I shrugged and made a follow-up appointment, even if I was hoping I wouldn’t have to see the lameass psychiatrist again.
The first person I talked to about the medication wasn’t Dr. Oliver, it was Travis, since he’s taken way more “psych meds” (like he calls them) than anyone I know.
“He gave you Zoloft,” Travis said when I showed him the prescription when he came over to find out what the psychiatrist said and use the batting cage. “That’s an SSRI.”
“Huh?”
“Selective Serotonin Reuptake Inhibitor,” he said (I had to write that down after he said it the second time.) “Like Prozac. You’ve probably heard of that.”
I heard of Prozac, sure. But I didn’t know anything about it.
“I did some research,” Travis then said. “Zoloft’s supposed to help with what you have, but I should warn you, it’s also got some pretty major side effects.”
“Have you taken it?”
“Yes.”
“Did it help you?”
“Nope. But that doesn’t mean it wouldn’t help you. There’s practically no science to all these psych meds. They just keep trying new combinations until something finally clicks. It’s a very frustrating process. One reason why I ended up on the bridge that night.”
That wasn’t exactly encouraging.
“What are the side effects?,” I asked.
“Zoloft is infamous for killing your sex drive.”
“So much for that,” I said. I didn’t crumple up the prescription, but I didn’t exactly run to CVS to have it filled. “What about the other one? The one that sounds like Tarzan?”
“It’s an anti-depressant that makes you sleepy. It’s often used as a sleeping pill. I’ve taken it, both in and out of the loony bin. You need something to knock you out in the loony bin since it’s lights out at ten.”

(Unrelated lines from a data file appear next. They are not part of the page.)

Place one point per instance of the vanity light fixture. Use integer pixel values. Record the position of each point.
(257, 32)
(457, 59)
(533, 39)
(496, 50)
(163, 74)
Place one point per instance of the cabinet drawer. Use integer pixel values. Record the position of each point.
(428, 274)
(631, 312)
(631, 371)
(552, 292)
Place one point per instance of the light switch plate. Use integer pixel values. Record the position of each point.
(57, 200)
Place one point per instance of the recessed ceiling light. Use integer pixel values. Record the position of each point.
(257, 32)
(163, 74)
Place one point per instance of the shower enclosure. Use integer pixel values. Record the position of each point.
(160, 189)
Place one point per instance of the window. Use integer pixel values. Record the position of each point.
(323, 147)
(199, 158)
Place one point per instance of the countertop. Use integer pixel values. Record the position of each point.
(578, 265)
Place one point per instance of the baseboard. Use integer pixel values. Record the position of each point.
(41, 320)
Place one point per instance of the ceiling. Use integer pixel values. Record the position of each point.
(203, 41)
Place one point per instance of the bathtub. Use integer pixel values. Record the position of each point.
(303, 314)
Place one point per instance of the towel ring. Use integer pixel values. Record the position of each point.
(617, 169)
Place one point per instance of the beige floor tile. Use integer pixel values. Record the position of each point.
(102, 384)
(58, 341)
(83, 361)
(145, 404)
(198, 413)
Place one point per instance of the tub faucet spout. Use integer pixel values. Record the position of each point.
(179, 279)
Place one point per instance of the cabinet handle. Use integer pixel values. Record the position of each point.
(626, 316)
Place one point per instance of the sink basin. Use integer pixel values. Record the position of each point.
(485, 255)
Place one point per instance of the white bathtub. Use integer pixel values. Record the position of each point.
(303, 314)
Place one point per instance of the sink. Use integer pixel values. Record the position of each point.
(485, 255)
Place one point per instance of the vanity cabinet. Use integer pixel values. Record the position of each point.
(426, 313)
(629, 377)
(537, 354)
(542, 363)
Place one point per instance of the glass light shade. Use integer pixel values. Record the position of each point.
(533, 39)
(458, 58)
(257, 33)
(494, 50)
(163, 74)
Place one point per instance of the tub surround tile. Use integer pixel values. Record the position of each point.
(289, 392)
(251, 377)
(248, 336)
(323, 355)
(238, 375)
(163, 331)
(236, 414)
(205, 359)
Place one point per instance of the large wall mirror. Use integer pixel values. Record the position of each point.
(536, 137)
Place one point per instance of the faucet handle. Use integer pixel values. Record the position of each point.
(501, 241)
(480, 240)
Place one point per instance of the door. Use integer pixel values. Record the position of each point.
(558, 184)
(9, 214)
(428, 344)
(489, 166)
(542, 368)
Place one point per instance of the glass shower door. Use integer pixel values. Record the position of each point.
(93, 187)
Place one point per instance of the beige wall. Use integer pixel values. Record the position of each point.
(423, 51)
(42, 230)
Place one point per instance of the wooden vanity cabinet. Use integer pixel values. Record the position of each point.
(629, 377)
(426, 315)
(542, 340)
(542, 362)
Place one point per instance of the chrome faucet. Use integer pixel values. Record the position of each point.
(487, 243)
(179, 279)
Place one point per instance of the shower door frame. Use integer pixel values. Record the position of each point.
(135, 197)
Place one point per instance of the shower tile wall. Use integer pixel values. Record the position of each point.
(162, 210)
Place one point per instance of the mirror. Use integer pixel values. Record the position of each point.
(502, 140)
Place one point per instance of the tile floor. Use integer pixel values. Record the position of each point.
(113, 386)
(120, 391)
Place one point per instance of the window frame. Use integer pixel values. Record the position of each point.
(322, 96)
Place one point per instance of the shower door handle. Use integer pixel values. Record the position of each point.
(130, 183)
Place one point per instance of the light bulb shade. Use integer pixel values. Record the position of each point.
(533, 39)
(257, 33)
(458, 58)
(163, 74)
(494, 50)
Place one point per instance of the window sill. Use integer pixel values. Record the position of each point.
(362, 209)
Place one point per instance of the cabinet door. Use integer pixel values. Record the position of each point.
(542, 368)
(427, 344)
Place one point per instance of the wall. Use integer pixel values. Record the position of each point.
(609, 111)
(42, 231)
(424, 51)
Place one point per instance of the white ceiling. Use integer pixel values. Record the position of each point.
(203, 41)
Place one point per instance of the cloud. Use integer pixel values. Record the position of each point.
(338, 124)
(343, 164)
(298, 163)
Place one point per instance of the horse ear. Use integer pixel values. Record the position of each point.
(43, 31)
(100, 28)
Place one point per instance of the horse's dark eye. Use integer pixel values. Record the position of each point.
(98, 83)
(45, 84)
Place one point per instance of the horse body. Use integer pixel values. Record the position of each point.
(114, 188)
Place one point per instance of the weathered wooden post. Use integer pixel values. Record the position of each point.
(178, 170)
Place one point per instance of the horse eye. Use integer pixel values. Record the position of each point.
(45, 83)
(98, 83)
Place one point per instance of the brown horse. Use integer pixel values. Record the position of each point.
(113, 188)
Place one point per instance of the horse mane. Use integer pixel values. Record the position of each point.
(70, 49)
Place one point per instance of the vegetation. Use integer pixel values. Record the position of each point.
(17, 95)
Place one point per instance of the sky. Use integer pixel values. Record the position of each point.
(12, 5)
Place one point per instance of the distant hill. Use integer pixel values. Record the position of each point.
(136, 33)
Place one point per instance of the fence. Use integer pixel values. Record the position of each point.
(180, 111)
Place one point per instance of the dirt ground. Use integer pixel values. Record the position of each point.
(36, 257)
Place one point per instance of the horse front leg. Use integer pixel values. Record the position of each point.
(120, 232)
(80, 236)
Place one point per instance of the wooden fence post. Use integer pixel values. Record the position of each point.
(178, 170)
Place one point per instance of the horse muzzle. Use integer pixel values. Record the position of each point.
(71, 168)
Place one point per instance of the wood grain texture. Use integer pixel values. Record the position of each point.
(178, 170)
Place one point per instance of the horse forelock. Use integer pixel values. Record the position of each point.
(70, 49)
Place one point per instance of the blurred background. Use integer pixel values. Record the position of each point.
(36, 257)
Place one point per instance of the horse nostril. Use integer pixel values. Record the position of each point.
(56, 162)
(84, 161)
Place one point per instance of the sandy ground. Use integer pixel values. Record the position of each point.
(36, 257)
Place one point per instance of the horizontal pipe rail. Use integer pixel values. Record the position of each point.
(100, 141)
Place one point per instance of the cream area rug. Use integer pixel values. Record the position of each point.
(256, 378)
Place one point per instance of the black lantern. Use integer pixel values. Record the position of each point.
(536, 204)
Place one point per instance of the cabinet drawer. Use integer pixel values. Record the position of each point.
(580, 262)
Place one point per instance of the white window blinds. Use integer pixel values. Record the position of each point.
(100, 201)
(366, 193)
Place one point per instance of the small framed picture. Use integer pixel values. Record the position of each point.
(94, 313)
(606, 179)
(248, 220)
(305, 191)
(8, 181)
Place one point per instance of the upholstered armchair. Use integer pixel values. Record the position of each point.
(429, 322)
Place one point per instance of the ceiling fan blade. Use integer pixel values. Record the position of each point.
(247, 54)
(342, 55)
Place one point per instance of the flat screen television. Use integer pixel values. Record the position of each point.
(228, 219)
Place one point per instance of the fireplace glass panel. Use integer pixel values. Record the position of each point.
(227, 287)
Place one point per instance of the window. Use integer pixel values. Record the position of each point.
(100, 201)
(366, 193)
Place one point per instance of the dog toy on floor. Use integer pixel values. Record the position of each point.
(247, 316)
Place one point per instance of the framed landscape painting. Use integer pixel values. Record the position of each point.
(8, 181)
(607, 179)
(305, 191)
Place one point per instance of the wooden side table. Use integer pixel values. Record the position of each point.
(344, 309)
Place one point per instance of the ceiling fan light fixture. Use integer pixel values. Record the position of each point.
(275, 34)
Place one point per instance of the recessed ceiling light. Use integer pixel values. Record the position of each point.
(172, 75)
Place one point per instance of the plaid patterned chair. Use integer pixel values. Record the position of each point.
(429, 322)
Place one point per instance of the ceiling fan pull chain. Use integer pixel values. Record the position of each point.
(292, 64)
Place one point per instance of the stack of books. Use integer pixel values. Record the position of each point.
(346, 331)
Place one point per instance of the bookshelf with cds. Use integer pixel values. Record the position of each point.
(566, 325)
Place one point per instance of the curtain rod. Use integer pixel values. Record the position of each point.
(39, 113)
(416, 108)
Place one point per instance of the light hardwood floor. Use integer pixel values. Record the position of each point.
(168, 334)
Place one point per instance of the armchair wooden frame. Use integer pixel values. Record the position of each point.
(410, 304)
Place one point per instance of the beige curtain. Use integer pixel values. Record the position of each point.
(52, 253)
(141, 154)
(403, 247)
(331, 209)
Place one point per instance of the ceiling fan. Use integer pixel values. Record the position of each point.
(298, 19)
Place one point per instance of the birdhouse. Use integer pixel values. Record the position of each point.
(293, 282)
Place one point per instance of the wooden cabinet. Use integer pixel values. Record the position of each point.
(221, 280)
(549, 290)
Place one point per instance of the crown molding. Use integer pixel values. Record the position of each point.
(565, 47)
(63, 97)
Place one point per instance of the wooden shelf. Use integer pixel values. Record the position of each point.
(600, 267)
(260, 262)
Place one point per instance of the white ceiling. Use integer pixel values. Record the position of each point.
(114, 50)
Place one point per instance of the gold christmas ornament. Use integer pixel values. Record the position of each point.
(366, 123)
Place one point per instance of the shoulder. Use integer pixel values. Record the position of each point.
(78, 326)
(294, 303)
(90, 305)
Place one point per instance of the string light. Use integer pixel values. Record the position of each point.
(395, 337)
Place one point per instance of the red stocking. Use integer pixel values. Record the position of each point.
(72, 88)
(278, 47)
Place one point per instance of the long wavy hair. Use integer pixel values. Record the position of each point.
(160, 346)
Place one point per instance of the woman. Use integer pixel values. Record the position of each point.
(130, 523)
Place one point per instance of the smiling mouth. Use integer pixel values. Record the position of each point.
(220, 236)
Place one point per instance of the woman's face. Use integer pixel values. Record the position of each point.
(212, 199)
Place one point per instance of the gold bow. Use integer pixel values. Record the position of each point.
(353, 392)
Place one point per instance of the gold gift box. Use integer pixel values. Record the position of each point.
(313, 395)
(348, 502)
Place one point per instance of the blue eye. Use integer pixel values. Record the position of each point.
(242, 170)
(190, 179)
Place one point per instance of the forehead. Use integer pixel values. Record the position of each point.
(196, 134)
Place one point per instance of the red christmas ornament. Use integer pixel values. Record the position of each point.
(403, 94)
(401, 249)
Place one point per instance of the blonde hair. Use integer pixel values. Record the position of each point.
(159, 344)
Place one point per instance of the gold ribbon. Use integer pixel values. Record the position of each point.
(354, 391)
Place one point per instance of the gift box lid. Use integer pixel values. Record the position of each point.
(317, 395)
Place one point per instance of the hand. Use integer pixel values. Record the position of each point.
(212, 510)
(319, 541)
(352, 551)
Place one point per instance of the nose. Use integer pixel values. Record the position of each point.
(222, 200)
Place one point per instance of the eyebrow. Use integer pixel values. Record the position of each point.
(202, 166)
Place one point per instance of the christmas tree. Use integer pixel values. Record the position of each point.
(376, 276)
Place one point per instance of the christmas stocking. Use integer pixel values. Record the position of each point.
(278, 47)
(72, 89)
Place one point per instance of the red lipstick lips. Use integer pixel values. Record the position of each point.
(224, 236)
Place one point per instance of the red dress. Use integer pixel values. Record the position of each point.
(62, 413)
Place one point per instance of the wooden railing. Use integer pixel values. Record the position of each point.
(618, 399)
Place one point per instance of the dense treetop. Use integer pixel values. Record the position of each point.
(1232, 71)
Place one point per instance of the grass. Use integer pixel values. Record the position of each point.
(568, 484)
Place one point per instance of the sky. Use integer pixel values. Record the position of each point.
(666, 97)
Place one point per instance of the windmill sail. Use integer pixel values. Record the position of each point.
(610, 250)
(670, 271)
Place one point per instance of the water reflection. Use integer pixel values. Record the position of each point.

“I guess I can have that one filled,” I said.
“Don’t let me talk you out of the Zoloft if the doctor thinks it’ll help.”
“I thought he was a jerkoff and I really don’t want something messing around with my brain chemistry. Oh, sorry,” I added, afraid that I’d insulted Travis.
“No worries,” he said. “I think they prescribe psych meds too often anyway, but, according to my research, there seems to be some solid evidence that Zoloft and Paxil – that’s another SSRI and it’ll mess with your sex drive too – can help with some PTSD symptoms.”
“Thanks,” I said. “I wouldn’t have known where to start researching it myself.”
“There is a thing called Google.”
“Yeah, man…remember how that got me listings for massage therapists?”
Travis laughed and asked me to slow the pitching machine down some. He’s an awesome dude, but not everyone can hit 90 mph fastballs. And then we talked about hitting, which came as a relief after all that dealing with my mental health.